On Thursday, when I was exactly 20 weeks pregnant, I had my 20-week anomaly scan. According to the ultrasound technician, the little bub is measuring totally normally and was very cooperative. (This is something this very same tech said to me at the 12-week ultrasound, so I think it means I’m guaranteed to have a very well behaved child for the rest of my life. A GIRL CAN DREAM.)
We got to see its brains and its kidneys and its ten little fingers wiggling around. In the photo above, it’s basically dancing a contortionist jig, with its arms all over the place and its legs up over its head. When this photo was taken, the tech asked us, “So, looking at this, who does it take after?” prompting a sex joke from The Boyfriend, which the very English technician then pretended not to have totally set up for him.
At various times throughout the scan, as the baby moved around and we saw bits of facial bone and dark shadows, it really did look like most of the terrifying online ultrasound photos my mother and aunt tried to convince me were fake, so I win. THEY ARE REAL.

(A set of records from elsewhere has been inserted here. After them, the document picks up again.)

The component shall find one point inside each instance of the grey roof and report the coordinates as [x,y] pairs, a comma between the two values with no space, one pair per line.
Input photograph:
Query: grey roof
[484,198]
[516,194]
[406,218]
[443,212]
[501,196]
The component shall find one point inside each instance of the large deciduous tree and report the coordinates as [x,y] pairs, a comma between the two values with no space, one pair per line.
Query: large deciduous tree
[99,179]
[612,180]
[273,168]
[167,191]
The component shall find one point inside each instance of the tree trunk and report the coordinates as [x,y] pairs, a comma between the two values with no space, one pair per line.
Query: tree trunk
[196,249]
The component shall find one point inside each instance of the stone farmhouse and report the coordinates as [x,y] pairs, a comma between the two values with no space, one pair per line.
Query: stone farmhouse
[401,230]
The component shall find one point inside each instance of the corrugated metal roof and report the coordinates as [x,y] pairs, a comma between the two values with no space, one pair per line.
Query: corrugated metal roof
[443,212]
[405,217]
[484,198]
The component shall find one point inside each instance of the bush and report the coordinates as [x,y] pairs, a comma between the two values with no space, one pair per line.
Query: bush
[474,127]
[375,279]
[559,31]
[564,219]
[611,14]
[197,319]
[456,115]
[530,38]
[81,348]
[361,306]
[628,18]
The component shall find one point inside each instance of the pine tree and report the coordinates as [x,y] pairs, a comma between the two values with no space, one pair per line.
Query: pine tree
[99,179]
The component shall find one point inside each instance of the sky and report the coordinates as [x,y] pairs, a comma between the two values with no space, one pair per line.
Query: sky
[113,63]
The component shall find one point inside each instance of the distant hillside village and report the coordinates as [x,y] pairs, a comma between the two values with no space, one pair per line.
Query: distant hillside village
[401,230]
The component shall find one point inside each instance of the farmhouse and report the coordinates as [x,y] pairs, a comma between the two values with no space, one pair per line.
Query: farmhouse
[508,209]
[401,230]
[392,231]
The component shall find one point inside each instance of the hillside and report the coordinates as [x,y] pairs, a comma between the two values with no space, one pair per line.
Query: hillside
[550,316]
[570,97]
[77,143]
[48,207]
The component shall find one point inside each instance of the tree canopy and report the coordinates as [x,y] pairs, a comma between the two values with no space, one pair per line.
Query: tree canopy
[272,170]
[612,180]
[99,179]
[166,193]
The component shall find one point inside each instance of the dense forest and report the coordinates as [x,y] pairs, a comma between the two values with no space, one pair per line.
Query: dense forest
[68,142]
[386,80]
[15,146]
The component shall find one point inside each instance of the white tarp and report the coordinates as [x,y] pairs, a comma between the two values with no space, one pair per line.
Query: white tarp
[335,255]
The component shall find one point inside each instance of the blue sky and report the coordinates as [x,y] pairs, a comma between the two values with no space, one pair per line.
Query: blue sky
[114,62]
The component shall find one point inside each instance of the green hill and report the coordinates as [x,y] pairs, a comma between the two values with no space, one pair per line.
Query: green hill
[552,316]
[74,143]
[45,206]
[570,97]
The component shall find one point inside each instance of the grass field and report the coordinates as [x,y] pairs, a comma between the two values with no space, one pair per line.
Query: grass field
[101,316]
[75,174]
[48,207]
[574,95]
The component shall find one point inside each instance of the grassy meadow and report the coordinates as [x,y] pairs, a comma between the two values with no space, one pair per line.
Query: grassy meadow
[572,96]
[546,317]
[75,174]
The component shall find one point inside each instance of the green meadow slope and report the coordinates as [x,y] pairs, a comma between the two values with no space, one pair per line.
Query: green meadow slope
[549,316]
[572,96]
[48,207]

We also found out what the little bub is, and as much as I want to tell everyone I know on any and all social media platforms, I am keeping my huge mouth closed about that until I go home for my mom’s Most Epic Baby Shower In History. I’m also kinda in love with the idea that the people who might get me gifts (because that is so not an expectation) will have to do it without knowing what the gender is. This kid will love cupcakes and dinosaurs no matter what its genitalia is!
Maybe I’ll have that printed on a t-shirt and make Baby wear it on the first day of kindergarten.